Le garçonnet du canapé a rejoint sa mère et presse son visage contre sa cuisse. Un intermède publicitaire, à la télévision, emplit la pièce de sa musique pompeuse tandis que le bouton de la porte pivote, centimètre par centimètre. Diego, qui a reculé, pointe l’arme vers l’embrasure sombre :

« Les mains sur la tête ! »

Trois secondes passent, et le bout d’un pied apparaît, en bas, qui écarte doucement le battant. David Daly porte un t-shirt gris sale que sa posture fait remonter, dévoilant une panse épaisse et velue. Norma reconnaît dans son regard le dépit du criminel qui sait qu’il retournera derrière les barreaux. Mais la nuque recourbée de l’homme s’est tendue tout d’un coup et une exclamation échappe à sa bouche grande ouverte. Tapi sous le comptoir qui sépare le coin cuisine du minuscule séjour, un homme a bondi sur la jeune mère et la tient d’un bras passé autour de son cou, le canon d’un revolver appuyé contre sa tempe.
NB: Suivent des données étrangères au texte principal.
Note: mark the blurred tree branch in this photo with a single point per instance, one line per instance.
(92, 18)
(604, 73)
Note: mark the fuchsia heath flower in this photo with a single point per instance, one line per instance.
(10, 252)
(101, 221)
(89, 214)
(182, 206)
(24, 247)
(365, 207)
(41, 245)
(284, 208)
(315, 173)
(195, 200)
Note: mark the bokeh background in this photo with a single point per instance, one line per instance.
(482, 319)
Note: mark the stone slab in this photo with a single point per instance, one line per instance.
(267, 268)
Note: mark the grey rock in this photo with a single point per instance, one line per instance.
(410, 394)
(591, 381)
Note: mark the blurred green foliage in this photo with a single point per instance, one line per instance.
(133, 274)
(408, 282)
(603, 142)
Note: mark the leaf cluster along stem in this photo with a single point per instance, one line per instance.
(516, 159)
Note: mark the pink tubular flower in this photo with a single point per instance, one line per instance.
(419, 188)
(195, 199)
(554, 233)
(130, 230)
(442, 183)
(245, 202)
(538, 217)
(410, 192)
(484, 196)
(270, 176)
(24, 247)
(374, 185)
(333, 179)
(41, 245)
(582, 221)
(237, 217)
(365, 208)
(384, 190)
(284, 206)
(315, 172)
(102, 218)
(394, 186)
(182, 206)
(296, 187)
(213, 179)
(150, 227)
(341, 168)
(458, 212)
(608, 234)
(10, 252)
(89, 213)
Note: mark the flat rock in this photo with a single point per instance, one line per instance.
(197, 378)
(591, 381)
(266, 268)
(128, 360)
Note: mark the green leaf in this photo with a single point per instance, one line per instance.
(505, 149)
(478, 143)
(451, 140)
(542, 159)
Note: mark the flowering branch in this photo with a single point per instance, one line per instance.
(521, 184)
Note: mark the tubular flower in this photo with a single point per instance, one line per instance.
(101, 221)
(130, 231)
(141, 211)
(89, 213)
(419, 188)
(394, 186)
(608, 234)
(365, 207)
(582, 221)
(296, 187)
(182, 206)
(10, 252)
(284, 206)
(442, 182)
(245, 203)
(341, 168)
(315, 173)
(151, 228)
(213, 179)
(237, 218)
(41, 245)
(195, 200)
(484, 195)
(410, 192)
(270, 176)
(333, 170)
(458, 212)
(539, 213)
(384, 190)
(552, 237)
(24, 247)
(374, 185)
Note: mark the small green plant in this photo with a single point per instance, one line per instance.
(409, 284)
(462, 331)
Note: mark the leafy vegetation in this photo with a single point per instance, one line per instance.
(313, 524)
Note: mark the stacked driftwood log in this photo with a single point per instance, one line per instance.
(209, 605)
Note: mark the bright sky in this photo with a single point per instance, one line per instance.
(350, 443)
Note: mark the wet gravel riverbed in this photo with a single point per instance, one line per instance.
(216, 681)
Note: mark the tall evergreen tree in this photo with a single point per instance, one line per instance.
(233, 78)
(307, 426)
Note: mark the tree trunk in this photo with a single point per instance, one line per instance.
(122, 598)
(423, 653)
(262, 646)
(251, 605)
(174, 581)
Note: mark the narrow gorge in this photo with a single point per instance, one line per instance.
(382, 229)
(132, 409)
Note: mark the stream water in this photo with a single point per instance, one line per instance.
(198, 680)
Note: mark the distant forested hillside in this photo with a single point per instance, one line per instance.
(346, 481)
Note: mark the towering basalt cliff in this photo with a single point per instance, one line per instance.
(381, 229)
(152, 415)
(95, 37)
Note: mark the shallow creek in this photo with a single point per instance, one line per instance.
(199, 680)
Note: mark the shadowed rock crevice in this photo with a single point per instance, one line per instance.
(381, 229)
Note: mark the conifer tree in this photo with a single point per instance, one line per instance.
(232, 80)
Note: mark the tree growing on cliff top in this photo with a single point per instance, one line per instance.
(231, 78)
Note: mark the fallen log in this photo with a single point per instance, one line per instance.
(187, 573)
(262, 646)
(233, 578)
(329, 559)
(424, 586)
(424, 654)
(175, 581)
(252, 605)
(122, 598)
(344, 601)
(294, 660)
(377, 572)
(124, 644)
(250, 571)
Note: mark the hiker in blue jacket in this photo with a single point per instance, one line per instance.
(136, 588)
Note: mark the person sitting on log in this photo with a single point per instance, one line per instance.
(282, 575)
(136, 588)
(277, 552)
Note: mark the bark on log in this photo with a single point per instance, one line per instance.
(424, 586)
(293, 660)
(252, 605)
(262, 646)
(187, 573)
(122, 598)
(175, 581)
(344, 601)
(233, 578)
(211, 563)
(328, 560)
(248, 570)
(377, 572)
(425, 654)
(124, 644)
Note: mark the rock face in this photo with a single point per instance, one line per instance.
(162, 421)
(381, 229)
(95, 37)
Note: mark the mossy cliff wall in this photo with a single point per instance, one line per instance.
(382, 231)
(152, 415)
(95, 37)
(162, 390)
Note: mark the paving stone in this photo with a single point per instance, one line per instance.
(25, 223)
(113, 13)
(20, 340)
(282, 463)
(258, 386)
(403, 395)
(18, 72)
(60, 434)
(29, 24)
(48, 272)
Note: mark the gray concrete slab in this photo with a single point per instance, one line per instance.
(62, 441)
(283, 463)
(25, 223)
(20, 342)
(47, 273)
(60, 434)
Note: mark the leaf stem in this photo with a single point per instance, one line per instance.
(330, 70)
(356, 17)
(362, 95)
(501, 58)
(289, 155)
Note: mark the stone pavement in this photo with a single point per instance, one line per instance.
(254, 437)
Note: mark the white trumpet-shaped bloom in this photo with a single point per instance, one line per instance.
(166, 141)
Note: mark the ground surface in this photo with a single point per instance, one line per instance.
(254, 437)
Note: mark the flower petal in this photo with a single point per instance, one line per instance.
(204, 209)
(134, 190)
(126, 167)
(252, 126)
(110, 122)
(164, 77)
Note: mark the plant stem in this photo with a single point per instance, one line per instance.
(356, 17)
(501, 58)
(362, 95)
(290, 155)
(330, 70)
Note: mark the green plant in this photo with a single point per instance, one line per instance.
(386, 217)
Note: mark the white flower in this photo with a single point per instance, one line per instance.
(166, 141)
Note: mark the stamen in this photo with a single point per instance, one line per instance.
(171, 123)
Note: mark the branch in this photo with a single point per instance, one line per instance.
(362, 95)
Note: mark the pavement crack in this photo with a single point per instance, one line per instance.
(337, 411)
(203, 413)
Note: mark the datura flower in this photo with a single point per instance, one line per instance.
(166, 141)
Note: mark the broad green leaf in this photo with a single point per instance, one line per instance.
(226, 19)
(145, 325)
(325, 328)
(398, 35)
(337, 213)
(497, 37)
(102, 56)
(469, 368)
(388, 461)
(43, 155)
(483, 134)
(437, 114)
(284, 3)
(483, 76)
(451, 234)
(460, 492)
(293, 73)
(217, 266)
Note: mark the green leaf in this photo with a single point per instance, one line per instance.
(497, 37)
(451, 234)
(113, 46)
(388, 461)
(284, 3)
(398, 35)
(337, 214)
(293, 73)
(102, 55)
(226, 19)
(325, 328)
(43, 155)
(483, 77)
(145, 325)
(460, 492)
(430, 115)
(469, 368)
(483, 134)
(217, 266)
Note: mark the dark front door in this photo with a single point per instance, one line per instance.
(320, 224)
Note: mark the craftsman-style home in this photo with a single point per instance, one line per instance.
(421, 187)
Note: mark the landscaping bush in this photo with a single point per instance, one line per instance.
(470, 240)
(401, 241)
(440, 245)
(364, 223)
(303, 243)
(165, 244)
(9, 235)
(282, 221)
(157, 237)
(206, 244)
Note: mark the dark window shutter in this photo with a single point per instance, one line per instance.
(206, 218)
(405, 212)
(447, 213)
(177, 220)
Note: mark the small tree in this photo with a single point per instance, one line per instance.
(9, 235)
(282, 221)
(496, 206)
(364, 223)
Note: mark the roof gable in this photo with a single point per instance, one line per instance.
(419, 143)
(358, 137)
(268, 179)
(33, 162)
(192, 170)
«  Les deux flingues par terre ! » exige Duane Daly.

Puis, d’une voix plus douce, au garçonnet qui pleure en silence :

« Allez bonhomme, va t’asseoir sur le canapé… »
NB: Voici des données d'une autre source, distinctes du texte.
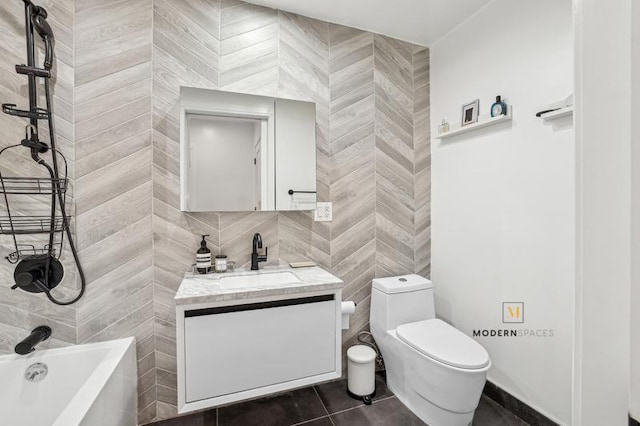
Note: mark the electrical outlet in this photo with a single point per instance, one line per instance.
(323, 212)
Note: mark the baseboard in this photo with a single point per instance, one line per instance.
(517, 407)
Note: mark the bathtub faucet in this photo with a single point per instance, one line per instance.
(28, 345)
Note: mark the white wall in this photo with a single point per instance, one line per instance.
(635, 218)
(603, 206)
(221, 163)
(503, 201)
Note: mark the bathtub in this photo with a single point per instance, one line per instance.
(89, 385)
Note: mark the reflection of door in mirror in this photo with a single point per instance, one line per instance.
(230, 184)
(257, 172)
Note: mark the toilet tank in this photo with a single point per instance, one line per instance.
(399, 300)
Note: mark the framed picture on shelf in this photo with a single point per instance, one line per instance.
(470, 112)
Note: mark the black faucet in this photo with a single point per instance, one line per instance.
(255, 257)
(38, 335)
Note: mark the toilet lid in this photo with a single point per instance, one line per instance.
(442, 342)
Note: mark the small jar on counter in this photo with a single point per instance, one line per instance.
(221, 263)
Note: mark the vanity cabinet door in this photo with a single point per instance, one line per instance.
(237, 348)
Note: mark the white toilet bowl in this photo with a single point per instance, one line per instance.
(437, 371)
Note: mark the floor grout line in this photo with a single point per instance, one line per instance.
(321, 401)
(311, 420)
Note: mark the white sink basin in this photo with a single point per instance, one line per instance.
(260, 279)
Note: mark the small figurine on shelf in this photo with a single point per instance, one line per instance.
(444, 127)
(498, 107)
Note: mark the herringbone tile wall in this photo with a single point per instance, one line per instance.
(113, 178)
(20, 312)
(371, 118)
(121, 64)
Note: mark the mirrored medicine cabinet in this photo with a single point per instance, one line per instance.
(241, 152)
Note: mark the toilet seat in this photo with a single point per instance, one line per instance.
(438, 340)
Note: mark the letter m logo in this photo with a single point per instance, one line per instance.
(512, 312)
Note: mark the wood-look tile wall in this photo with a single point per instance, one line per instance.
(125, 63)
(372, 100)
(20, 312)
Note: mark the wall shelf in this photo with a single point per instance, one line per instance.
(562, 112)
(482, 122)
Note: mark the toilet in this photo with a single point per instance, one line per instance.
(437, 371)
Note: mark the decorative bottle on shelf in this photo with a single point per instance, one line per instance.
(203, 257)
(498, 107)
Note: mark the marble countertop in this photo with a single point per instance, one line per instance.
(206, 288)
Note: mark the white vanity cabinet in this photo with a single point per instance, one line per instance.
(230, 350)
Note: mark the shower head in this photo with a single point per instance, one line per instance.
(39, 20)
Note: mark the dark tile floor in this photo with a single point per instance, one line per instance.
(329, 405)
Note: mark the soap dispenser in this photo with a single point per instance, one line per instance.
(203, 257)
(498, 107)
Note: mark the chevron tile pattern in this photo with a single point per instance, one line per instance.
(186, 51)
(352, 173)
(120, 67)
(393, 74)
(422, 162)
(113, 179)
(249, 48)
(304, 74)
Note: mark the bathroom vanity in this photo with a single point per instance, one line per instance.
(247, 333)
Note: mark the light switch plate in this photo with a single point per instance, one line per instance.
(324, 212)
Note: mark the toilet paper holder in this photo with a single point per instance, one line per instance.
(347, 307)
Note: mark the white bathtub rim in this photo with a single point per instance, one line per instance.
(84, 398)
(86, 395)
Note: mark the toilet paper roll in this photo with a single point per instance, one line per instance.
(348, 308)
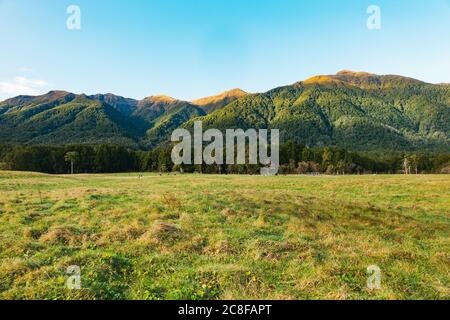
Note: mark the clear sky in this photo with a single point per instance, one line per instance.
(194, 48)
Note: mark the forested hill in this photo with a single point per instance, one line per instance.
(358, 111)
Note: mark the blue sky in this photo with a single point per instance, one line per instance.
(194, 48)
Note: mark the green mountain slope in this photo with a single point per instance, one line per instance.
(359, 111)
(214, 103)
(354, 110)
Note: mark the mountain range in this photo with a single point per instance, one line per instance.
(355, 110)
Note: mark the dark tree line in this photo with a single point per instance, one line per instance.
(294, 159)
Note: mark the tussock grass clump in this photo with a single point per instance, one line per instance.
(163, 233)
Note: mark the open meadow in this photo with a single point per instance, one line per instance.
(224, 237)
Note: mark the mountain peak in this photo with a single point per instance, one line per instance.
(353, 73)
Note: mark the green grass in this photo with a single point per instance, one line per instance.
(224, 237)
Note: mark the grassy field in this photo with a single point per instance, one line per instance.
(224, 237)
Norma Salvatore dépose lentement à terre le pistolet qu’elle tient par le canon tandis que son partenaire s’agenouille et fait glisser le sien sur le linoléum. L’homme l’intercepte du pied avant de repousser brutalement son otage et le bébé blotti contre sa poitrine dans la direction de Norma. Au moment où il se penche pour ramasser les armes, une détonation retentit dans la pièce. La position de Diego est parfaite, deux bras rejoints, jambes fléchies. C’était un exercice de l’école de police. Certains de leurs collègues emportaient même un troisième pistolet, au cas où le second, que Diego avait tiré d’un étui suspendu contre son flanc, viendrait à s’enrayer.